Can (custom) GPT speak and respond via voice?

Hi Everyone!

I’m new to the community and I have limited programming experience. I was excited to see the new update where we can create a GPT with limited coding knowledge. I have begun creating GPTS on ChatGPT 3.5 on the Pro Plan using the new update.

I want to make a GPT where instead of having the user experience be typing out and having text based conversations, I want to have the conversation be able to happen with the GPT responding via voice and the user can also respond by voice.

Is there a way I can turn the GPTs responses to voice and also have the user respond via their voice and have the GPT respond via voice audio? So in short, I want to make the experience feel more like a natural conversation with someone rather than typing everything out.

Is there an easy way to do this? If so, how would one go about this?


Yes. It’s built in. If you are using the app all you need to do is press the headphone icon and it starts a continuous voice conversation.

It’s a little glitchy though, but that’s TTS engines in general.

If you are talking about API then yes, also possible. You just need to facilitate it yourself.

Opinion: You may want to consider something like Eleven Labs. They are kicking ass with TTS.

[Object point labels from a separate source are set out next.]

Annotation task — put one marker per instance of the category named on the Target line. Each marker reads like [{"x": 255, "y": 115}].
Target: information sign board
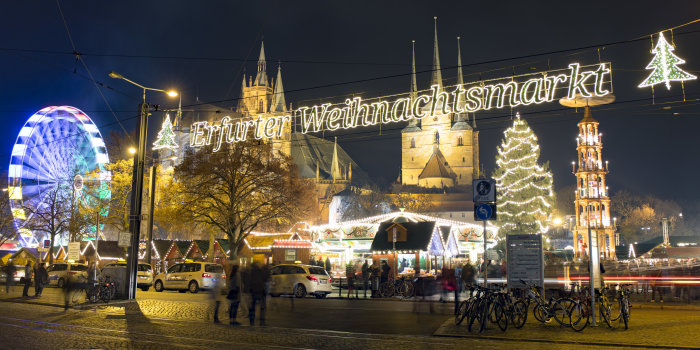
[
  {"x": 73, "y": 251},
  {"x": 525, "y": 260},
  {"x": 124, "y": 239}
]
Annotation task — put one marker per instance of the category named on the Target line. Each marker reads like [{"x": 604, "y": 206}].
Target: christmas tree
[
  {"x": 665, "y": 65},
  {"x": 166, "y": 136},
  {"x": 525, "y": 196}
]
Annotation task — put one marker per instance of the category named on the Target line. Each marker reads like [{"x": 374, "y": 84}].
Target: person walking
[
  {"x": 40, "y": 278},
  {"x": 10, "y": 272},
  {"x": 258, "y": 276},
  {"x": 468, "y": 276},
  {"x": 365, "y": 277},
  {"x": 234, "y": 295},
  {"x": 28, "y": 274},
  {"x": 374, "y": 276}
]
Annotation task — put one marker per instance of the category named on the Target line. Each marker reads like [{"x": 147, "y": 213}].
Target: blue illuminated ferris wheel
[{"x": 59, "y": 147}]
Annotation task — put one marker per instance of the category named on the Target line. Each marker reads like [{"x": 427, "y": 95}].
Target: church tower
[
  {"x": 257, "y": 94},
  {"x": 439, "y": 151},
  {"x": 592, "y": 198}
]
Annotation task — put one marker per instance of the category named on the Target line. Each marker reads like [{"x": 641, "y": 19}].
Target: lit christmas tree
[
  {"x": 525, "y": 196},
  {"x": 665, "y": 65},
  {"x": 166, "y": 136}
]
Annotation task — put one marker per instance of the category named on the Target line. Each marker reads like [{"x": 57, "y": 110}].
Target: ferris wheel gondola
[{"x": 59, "y": 147}]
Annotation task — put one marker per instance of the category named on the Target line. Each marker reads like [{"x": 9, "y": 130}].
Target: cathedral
[{"x": 441, "y": 151}]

They offer a lot more control. You can create and tune your own model (can even use your own voice, I have David Attenborough as my personal assistant, it’s great!), it’s cheaper, there’s a vast library of available models, and they have some good prompting elements like SSML (I think it’s called) (it’s for pronunciation) and pausing.

1 Like

Do they offer streaming option as well? So no need to wait the end of the audio.

Yes, as @RonaldGRuckus said, if you download the app, you can just speak with your gpt. It’s an AMAZING experince!.

However, I’m making a React-Native app where my goal to reach the same. With extra feature > To generate images with dalle while its talking, so if I need a story + an img, I will hear the story and when its finish the audio, I will see the img as well (or even before).
At the current stage with GPT, it will speak the story and then start generating the img, which is little anoying.

I’ll do it open source so if you or anyone is interested, feel free to reach me aout :slight_smile:

1 Like

Hi. After reading the information in this thread I have a question. Can I organize and set up simultaneous voice translation during an online meeting? If it is possible how can I technically realize it?

Yes they offer streaming

Did you tried in ChatGPT app the voice chat function?

dmisi98 I haven’t tried the voice chat feature yet, no interlocutor. I’m in the middle of the night, so I’ll try it in the morning. Do you have any positive experience using simultaneous interpretation with voice chat?

I really love it. Only issue, it can’t make parallel jobs like speaking and generating img in same time. But possibli you do not need that :slight_smile:

1 Like

I’m a bit confused, everyone here is saying its built into the app, but when I use the app, there is no headphones icon and seemingly no way to talk to GPT.

Is this only included if you pay for 4.0?

Hi. Yes, it is only available with the paid version. It simply doesn’t show as an option on the free one.

I’ve taken your recommendation and am blown away with Eleven Labs, but is there a way to merge it with Chat GPT? I love the conversational capabilities of Chat GPT but love the natural TTS of Eleven Labs. It would be great if I could merge the two somehow.

Please note: I have very limited - almost no - coding ability!

Unfortunately you can’t connect ElevenLabs with GPTs. It would only be something workable with Assistants (API)

1 Like

There is a chrome (and edge) extension called Talk-to-ChatGPT (its not an app, it only works in a browser) that allows you to chat with chatGPT and integrate elevenlabs voices.

You just need to enter your elevenlabs API. No coding required.